By hitting the breaks on her marketing career, she was able to bring more balance to her life, while also realizing the signs of burnout had been there all along.
“It made me realize I could have been more transparent with my team about where I was, so they could have supported me when I needed to tap the break from time to time.”
Andrea’s hiatus gave her a new frame of reference and more clarity around her marketing career.
“I wasn’t done with LeadMD by a longshot,” said Andrea, “I still had many more aspirations and milestones to reach.”
She rejoined the LeadMD team in 2018 and turned a hard lesson into an invaluable learning opportunity. As part of the LeadMD C-suite, she now plays a pivotal role in the company’s overall direction.
“Whether it’s budgeting and operations or analyzing service offerings and strategic planning, there’s not much my fingerprints aren’t on at LeadMD.”
Time for disruption: Making martech more valuable
When asked about the path ahead for marketing technology, Andrea says she believes the space is primed for a massive disruption.
“The current tools don’t add enough value. On top of that, there’s a disconnect between the data that’s collected and the marketers who know how to properly leverage it -- the majority of marketers still struggle with segmenting and reading the data.”
From what Andrea has witnessed within her industry, this problem will continue to be pervasive as long as marketers lack fluency when it comes to the data they are capturing. She also points out the disconnect between marketing organizations and IT business units.
“It’s not uncommon to hear about tension between marketers and their IT teams, which points to a possible opportunity,” said Andrea, “I would like to see a move away from decentralization and a role for someone who sits in the middle of marketing and IT. Think of it as a liaison of sorts who comfortably plays in both spaces and who understands the bigger picture and the technical layers work.”
To build your career, you first have to build your network
In Andrea’s experience of being a mentor -- and also having a mentor -- she’s learned that the stages of any career are too nuanced for general recommendations that could apply to everyone’s professional path.
“Instead, my best advice is to work on your network,” said Andrea, “Or, if you don’t have one, build one and then learn from them.”
She believes it’s important to focus on where you are in your career, what you want, and what you need to do to get there.
“Go talk to those people whose careers you respect.
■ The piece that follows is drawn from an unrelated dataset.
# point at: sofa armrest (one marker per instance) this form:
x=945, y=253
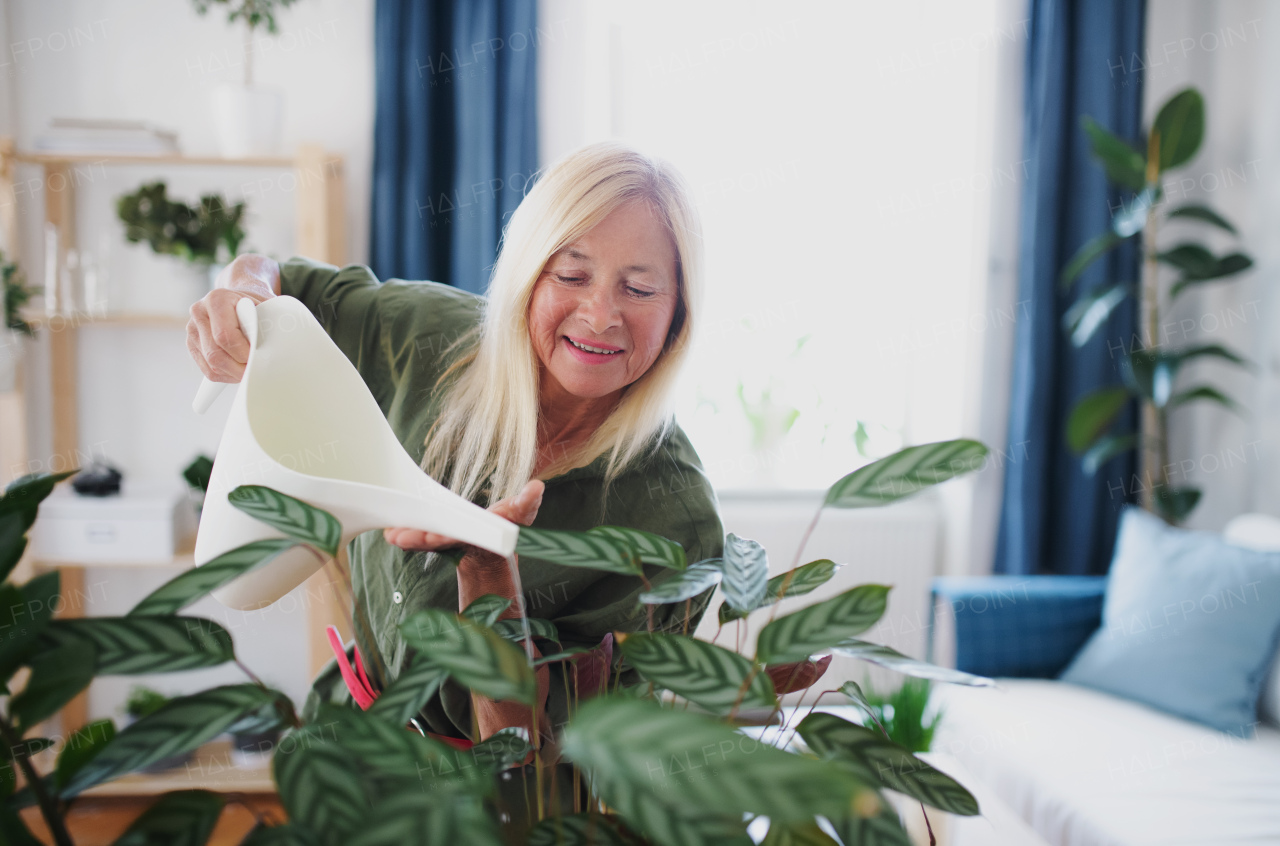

Ask what they’re reading and listening to. Seek out their unique advice. Networking is not a one and done act -- your network should be a thriving resource that takes tending to.”
Andrea says one of the most cringe-worthy things she’s witnessed in the B2B world is when individuals are so focused on their immediate circumstances they fail to look at the business with a more holistic view.
“For women seeking to be recognized and gain visibility, they need to think like those they want recognition from. My advice is simple: Study the business.”
Andrea advises women not to get frustrated when leadership makes a decision they don’t understand, and, instead, be curious and learn how the business works. She also emphasizes how important it is for women to attach their accomplishments to tactics that generate revenue.
“As you figure out how the business makes money, tie what you want to be recognized for back to that.”
And most importantly, according to Andrea, women must talk about their successes.
“Once you can tie your role in the organization to what the organization cares about, consider yourself your own PR agent,” said Andrea. “Find opportunities and forums to talk about the great work you’ve accomplished and its impact on the business.”